Sensitivity of estimates relating to non-financial assets
As explained in Note 1.2(a), estimates of future cash flows for CGUs are made in the review of goodwill and non-financial assets for
impairment. Non-financial assets include other intangible assets shown above, and owned property, plant and equipment and right-of-use
assets (see Note 22). The most significant sources of estimation uncertainty are in respect of the goodwill balances disclosed above. There are
no non-financial asset balances relating to individual CGUs which involve estimation uncertainty that represents a significant risk of resulting in
a material adjustment to the results and financial position of the Group within the next financial year.
Non-financial assets are widely distributed across CGUs within the legal entities of the Group, including Corporate Centre assets that cannot be
allocated to CGUs and are therefore tested for impairment at consolidated level. The recoverable amounts of other intangible assets, owned
property, plant and equipment, and right-of-use assets cannot be lower than individual asset fair values less costs to dispose, where relevant.

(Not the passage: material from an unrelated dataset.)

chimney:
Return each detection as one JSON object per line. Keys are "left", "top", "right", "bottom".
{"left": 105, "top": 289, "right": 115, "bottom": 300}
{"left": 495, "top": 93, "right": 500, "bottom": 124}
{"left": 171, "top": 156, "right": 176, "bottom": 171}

At 31 December 2024 none of the CGUs were sensitive to reasonably possible adverse changes in key assumptions supporting the
recoverable amount. In making an estimate of reasonably possible changes to assumptions, management considers the available evidence in
respect of each input to the VIU calculation, such as the external range of discount rates observable, historical performance against forecast
and risks attaching to the key assumptions underlying cash flow projections.